Car safety watchdog ANCAP has expressed concerns over safety claims made by ACE Electric Vehicles in relation to three models it is preparing to launch in Australia.

Comments by ACE’s managing director Greg McGarvie on Channel 7’s Sunrise program has sparked a swift response by ANCAP which tests and rates cars for safety offered for sale here and in New Zealand.

McGarvie said told Sunrise the company’s vehicles are based on German designs and as such meet safety standards equivalent to ANCAP in Europe.

“The vehicle is German-designed and has been designed to European standards, and they have ANCAP ratings over there,” he said.
ANCAP boss James Goodwin has expressed serious reservations about ACE’s claims.
“Despite the claims made by the distributor in the media, these vehicles have yet to be independently tested for safety either here in Australia or by our European counterparts. The safety credentials of these vehicles are unknown,” Mr Goodwin said.

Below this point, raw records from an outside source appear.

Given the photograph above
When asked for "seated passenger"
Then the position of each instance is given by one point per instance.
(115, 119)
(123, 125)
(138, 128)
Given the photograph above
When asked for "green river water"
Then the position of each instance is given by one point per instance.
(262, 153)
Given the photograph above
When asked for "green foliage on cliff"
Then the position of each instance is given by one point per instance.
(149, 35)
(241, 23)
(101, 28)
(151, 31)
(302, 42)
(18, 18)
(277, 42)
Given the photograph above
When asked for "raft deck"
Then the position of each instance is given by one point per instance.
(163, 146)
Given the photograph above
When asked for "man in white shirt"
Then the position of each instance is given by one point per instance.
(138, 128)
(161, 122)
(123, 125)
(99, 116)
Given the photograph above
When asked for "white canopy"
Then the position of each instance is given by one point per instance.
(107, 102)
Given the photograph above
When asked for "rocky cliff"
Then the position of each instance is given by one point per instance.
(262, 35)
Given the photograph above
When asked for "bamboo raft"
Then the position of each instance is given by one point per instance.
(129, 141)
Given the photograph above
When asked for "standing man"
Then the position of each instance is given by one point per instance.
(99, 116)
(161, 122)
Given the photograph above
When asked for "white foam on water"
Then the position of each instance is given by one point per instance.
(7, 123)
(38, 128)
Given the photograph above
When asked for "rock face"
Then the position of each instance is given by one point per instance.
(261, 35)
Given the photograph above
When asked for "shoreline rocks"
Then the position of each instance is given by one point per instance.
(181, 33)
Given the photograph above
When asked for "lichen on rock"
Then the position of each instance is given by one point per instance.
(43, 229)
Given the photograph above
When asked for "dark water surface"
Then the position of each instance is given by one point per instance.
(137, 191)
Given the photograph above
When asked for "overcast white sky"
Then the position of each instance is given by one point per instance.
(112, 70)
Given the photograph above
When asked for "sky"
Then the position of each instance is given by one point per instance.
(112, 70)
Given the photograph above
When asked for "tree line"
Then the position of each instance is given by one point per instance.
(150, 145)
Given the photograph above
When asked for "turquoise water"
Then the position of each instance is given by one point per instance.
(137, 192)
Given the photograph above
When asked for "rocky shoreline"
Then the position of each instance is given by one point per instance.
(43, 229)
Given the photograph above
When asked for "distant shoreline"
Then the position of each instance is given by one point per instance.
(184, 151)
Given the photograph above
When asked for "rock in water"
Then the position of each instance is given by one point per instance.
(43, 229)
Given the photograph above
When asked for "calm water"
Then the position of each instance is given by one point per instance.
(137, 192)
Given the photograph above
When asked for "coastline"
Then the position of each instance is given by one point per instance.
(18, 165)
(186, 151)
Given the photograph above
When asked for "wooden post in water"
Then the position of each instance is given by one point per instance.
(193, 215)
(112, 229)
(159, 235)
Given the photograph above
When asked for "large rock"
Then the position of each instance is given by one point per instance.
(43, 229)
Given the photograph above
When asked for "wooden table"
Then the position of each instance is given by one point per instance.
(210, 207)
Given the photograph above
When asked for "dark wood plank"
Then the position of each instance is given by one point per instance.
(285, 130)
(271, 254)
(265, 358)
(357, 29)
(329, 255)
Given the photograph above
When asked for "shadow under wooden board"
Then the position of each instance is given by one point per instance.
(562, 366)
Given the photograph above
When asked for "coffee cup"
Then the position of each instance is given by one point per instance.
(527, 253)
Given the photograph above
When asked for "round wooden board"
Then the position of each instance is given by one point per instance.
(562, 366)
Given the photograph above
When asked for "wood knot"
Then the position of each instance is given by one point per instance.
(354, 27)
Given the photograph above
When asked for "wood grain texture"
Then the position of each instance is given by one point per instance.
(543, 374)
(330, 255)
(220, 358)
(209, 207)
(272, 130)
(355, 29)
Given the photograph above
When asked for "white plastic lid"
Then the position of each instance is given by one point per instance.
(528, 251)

“It is also important to recognise that ANCAP is only in a position to test a vehicle once certified and approved for sale in Australia, and after it is compliant with the regulatory standards of the Australian Design Rules (ADRs).”

“We would strongly caution any brand against making claims on safety performance prior to independent ANCAP assessment, but welcome the opportunity to discuss the claims and potential testing with the distributor.”

ACE Electric Vehicles has signed a deal with Adelaide truck body maker Aldom and is preparing to roll out three electric models across Australia:

  • ACE Cargo (van)
  • ACE Yewt (ute)
  • ACE Urban (micro car)

McGarvie says on the company’s website that as the ACE-EV Cargo has passed extensive crash testing in China, where strict European standards are used to enable sale in the European market — he has no concerns about passing the same in Australia.

However, he does add the next step will be to have the ACE-EV Cargo – the first of which was assembled and unveiled in Sydney in March – passed through Australia’s crash testing, Australian design regulations and ANCAP ratings.

To put the discussion in context, all new vehicles sold in Australia must meet the requirements of the Motor Vehicle Standards Act 1989, including relevant Australian Design Rules.

Most vehicles are physically tested by ANCAP at its Huntingwood crash facility, but it does under some circumstances share data with other organisations across the world such as Euro NCAP.